MEURIS Jacques

Bibliographie

  • Le diable est toujours dans le bénitier. Paris : Debresse, 1949.
  • Les noces illusoires, 1952.
  • Jazz, 1952.
  • Le journal de Provence, 1955.
  • Les paysages immobiles, 1955.
  • Le miroir fidèle. Paris : Librairie des Lettres,  1956.
  • Tauromachie, 1957.
  • Elpénor ou la Méditerranée, 1963.
  • Keepsake, 1966.
  • Ferdi's fantastic lovers, 1971.
  • Ethnographies, 1972.
  • Secoueurs du frein, lunes au front, 1973.
  • Bruxelles, les gens, 1973.
  • Lèvres de l'impur, paupières closes, 1974.
  • Rêves, 1976.
  • Les Marie de Mara, 1976.
  • Abyssinies, 1977.
  • Elpenor, la Méditerranée, Daily-bul, 171.

Textes

La Méditerranée (extrait)

        Pourquoi était-il là? Il avait voulu vivre ailleurs et c'est ici qu'il avait enfin débouché, comme sur une vaste plaine attendue où les silences sont suffisants pour que, dans une nécessaire indifférence, l'on puisse trouver sa place.
Il avait parcouru les pays en tous sens et n'avait trouvé rien de mieux - rien de plus; nulle part endroit moins discutable, où il soit moins de confusion possible, où toutes choses s'éclairent si abondamment. Sitôt vue la mer, les liens s'étaient défaits et étaient tombés à ses pieds. Mais il n'avait pu si vite y croire, cependant, flairant l'impossible cette fois à portée. Ces choses devaient être dites et la leçon ne pouvait être perdue: il fallait le faire savoir. 
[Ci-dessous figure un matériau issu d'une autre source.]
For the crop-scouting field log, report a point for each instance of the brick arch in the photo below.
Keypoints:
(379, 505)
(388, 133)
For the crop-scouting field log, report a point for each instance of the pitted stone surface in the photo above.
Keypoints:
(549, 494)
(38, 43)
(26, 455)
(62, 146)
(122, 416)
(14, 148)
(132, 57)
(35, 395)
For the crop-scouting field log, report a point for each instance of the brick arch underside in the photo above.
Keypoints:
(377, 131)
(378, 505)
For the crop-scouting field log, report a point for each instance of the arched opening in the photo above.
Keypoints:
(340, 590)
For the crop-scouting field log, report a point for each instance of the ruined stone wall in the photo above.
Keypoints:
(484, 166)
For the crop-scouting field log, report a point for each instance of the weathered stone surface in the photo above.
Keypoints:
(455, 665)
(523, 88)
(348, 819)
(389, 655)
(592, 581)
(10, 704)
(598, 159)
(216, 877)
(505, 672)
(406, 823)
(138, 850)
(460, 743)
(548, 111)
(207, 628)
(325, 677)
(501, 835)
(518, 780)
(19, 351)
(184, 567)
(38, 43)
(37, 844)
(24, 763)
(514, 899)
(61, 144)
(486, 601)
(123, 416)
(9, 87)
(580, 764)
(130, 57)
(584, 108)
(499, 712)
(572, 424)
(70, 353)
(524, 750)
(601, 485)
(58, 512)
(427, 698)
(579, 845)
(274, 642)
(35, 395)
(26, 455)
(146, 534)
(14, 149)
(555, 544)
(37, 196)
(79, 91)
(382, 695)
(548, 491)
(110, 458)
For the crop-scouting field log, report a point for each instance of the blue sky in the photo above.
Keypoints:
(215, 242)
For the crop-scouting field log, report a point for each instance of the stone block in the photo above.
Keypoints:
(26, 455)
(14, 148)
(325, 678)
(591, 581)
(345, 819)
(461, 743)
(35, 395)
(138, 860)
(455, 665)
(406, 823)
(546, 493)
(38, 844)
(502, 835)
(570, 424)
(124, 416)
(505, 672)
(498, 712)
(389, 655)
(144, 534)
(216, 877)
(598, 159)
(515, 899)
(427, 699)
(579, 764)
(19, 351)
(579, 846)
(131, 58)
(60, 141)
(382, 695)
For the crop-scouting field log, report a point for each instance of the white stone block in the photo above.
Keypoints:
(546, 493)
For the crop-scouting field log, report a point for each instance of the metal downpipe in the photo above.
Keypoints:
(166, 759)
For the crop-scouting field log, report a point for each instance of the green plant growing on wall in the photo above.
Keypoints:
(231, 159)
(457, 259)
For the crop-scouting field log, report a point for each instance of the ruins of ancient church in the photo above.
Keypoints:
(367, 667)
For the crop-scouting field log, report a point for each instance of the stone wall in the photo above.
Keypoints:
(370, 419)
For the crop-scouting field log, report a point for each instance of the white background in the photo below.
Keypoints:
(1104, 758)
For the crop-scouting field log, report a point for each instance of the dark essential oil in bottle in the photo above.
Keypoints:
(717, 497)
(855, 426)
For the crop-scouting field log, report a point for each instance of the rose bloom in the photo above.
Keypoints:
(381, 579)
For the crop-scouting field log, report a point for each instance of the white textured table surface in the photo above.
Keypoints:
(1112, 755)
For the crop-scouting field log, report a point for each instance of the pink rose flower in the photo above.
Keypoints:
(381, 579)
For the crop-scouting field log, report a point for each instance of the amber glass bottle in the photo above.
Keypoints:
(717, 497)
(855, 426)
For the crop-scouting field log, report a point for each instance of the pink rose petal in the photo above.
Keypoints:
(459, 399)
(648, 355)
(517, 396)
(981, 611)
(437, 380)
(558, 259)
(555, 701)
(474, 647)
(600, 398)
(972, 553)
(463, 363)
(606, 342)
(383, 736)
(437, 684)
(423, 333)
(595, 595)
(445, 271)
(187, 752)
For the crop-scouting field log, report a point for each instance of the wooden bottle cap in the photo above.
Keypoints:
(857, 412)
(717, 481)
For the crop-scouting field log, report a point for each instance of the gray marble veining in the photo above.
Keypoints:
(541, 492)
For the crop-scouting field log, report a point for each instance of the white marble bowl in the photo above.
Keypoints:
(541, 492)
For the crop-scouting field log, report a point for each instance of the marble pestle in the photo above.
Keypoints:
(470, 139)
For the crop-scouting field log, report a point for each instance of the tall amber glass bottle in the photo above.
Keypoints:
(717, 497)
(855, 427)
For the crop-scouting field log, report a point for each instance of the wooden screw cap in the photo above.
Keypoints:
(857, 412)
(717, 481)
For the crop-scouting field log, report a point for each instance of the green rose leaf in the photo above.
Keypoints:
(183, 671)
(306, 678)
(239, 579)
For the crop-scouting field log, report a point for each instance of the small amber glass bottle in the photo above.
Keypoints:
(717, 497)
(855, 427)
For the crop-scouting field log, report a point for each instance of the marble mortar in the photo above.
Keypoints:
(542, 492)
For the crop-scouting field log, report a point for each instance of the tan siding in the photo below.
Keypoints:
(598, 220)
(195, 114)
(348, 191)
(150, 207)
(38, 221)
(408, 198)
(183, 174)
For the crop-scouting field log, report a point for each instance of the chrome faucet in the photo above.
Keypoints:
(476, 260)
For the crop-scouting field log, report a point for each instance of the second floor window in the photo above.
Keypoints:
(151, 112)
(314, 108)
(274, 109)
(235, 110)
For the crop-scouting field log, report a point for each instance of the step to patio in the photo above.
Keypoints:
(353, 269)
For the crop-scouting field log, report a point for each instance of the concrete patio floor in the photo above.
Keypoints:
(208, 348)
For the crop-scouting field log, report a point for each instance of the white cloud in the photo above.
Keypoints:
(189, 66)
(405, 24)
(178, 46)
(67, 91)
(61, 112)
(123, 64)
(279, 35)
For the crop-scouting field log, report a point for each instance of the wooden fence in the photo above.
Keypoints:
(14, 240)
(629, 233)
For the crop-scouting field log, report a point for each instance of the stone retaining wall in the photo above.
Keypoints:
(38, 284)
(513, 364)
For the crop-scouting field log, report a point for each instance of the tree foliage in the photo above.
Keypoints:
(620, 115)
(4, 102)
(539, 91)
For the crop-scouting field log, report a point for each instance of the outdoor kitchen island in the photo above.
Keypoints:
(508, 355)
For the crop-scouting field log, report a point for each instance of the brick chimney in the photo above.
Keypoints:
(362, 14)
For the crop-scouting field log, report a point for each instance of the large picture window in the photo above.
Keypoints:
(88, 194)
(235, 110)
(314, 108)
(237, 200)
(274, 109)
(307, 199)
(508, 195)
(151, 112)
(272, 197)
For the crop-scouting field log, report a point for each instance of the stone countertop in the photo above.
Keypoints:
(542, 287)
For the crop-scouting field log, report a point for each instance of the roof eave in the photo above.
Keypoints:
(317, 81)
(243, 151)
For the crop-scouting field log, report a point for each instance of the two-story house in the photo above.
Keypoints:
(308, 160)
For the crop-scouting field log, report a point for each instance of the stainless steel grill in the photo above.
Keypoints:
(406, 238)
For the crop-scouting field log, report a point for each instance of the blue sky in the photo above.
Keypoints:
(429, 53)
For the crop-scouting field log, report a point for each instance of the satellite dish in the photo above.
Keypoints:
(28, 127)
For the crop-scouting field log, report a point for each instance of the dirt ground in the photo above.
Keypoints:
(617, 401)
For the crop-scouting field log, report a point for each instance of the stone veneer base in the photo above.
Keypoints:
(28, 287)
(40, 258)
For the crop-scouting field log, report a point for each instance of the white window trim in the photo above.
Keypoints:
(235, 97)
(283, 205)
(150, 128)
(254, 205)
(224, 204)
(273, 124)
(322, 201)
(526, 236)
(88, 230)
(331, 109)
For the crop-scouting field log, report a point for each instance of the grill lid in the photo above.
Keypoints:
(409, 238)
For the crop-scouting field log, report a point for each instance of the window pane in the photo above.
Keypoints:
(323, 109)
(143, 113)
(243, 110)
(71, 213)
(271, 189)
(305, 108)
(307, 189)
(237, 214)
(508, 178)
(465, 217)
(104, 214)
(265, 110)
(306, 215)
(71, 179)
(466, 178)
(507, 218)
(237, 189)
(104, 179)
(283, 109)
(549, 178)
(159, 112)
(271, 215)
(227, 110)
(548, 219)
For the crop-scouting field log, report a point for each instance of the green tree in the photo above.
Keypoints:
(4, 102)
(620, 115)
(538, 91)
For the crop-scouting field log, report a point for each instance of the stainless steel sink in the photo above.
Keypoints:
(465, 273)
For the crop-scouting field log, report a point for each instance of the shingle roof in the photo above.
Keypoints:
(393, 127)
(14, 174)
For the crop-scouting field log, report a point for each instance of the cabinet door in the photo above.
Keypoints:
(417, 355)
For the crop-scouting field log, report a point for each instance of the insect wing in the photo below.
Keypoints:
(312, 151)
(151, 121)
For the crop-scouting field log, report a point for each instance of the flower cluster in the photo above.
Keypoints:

        Une journée tout entière, une nuit; jours et nuits, à l'infini, lui étaient désormais réservés pour ainsi se prêter aux songes, pour revivre et, sans quitter le rivage, pour être partout à la fois, éclatant de toute sa peau lisse comme les roches de Collioure habitées, elle aussi, de mille équinoxes: jeune dieu abandonné sans autre besoin sur une plage sans limite, tantôt de sable, tantôt de pierre, éternellement hospitalière.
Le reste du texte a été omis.